It is often said that “money is a claim” on goods and services. (See, for example, here.) I myself have said and written this, or a very similar, statement many times – and I’ll likely continue to do so. This statement about money is typically offered to dispel the mercantilist myth that money itself is wealth. (“No,” says the economist, “money is not wealth. Money is a claim on wealth.”)
As with all language and its familiar phrases, if the context in which this statement about money is understood, then the statement is correct and useful. But also as with all language and its familiar phrases, it can potentially mislead in significant ways.
In strict fact, money is not a claim on anything except whatever its issuer is contractually obliged to redeem it for. A U.S. Federal Reserve Note today is, strictly speaking, a claim only on another U.S. Federal Reserve Note of the same face value. A U.S. Federal Reserve Note does not, strictly speaking, give its owner a claim on anything else. Importantly – and, again, strictly speaking – it does not give its owner a legally or ethically enforceable claim to goods, services, or assets (other than other Federal Reserve Notes from the Fed).

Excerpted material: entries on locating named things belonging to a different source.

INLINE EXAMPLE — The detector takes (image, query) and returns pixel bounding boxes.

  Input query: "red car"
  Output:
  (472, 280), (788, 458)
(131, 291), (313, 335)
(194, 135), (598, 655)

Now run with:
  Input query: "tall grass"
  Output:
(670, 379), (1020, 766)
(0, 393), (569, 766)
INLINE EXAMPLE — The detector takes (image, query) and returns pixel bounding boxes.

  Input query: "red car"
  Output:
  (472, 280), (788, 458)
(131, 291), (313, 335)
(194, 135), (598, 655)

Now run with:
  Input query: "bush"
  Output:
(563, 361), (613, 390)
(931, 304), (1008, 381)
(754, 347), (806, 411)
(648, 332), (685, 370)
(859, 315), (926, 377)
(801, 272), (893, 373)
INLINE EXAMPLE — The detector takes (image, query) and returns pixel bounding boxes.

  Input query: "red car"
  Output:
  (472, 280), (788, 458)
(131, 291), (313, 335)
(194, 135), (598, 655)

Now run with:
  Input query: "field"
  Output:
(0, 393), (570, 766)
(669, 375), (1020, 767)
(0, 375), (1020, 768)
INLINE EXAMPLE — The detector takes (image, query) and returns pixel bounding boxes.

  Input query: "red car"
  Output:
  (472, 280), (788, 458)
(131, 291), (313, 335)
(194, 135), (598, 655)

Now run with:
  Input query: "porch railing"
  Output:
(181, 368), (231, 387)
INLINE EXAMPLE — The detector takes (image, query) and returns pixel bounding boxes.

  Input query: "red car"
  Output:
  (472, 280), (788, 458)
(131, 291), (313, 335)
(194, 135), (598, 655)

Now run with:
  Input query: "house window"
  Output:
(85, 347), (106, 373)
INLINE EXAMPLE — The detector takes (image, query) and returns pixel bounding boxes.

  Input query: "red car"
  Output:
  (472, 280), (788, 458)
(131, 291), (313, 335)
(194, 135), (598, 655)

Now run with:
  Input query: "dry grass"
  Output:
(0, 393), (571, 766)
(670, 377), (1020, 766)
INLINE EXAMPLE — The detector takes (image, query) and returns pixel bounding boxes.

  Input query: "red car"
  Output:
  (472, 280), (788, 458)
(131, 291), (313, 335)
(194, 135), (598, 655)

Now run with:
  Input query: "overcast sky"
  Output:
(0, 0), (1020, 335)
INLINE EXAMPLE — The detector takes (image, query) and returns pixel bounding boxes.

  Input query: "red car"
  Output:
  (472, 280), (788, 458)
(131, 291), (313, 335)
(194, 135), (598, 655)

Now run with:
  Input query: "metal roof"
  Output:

The ten U.S. dollars now in my wallet give me an especially convenient and high-likelihood-of-success opportunity to make an offer to purchase goods, services, or assets. But no one is obliged to accept my offer. A person to whom I offer my ten dollars in exchange for whatever it is that I wish to buy from him or her can refuse my offer. My ten dollars, therefore, do not entitle me to any of that person’s property. (Note carefully the italicized word in the previous sentence.) And what’s true for that particular person is true for every other person on earth. My ten dollars are not a title to any other person’s property. I may not use my ten dollars to lay claim to any person’s goods, services, or assets that that person does not voluntarily choose to transfer to me in exchange for my ten dollars.
Of course, because U.S. dollars are a widely accepted medium of exchange, in practice I’ll have no trouble convincing someone to transfer to me some goods, services, or assets in exchange for my ten dollars. But any such exchange is not – and should not be reckoned as – someone (here me, the buyer) cashing in a legal claim to the property of another (the seller). While highly unlikely in practice, in principle it’s possible that I discover that I’m able to exchange my ten dollars for absolutely nothing.
My dollars give me no legally enforceable claim on anyone’s property.
The above is a way to emphasize the fact that a unit of money (say, a U.S. dollar) is not a debt claim against the economy at large. A unit of money is a debt claim against its issuer – here, the U.S. Federal Reserve Bank – with the terms of the debt contract specifying just what obligations the issuer has to holders of its notes. But the ten dollars now in my wallet are, strictly speaking, no claim – debt or otherwise – that I have against American producers, American households, or American asset owners. No American in these capacities is my debtor who is obliged to redeem my ten dollars if I submit those ten dollars to him or her. (In contrast, a genuine debt claim is a real claim. If I borrow $1,000 from Chase and refuse to pay, Chase can haul me into court and get a judgment against me requiring that I pay. In this example, Chase has a genuine, legally enforceable debt claim against me.)
The relevance of this little epistle is negligible for discussions about the domestic economy. But its relevance becomes real when we talk about international trade. It is standard practice to describe dollars held by foreigners as “claims” on American goods, services, or assets. The implication (which I encounter in far too many discussions of trade) is that Americans are obliged to transfer to foreigners an amount of goods, services, or assets equal in value to the U.S. dollars held by foreigners. But no such obligation exists. Dollars held by foreigners give to foreigners no more than what dollars held by Americans give to Americans – namely, the especially convenient and high-likelihood-of-success opportunity to make offers to others to buy some of their property in exchange for the dollars. The dollars do not oblige any of the offerees, either individually or as a group, to accept the offers.
In turn, recognition and understanding of this reality should go a long way toward easing Americans’ anxieties about the U.S. trade deficit. Except for that portion of the U.S. trade deficit that explicitly becomes American debt held by foreigners – such as when non-Americans buy U.S. treasuries – an expanding U.S. trade deficit does not result in non-Americans having greater claims on Americans’ goods, services, or assets. When foreigners offer their dollars to Americans, Americans will accept only if they believe that their net welfare will be improved by accepting such offers. Foreigners’ spending of those dollars in America does not make Americans less-well-off; it makes the American sellers more-well-off (typically in the form of the American sellers each now having a greater number of dollars for use in making their own offers to buy goods, services, or assets).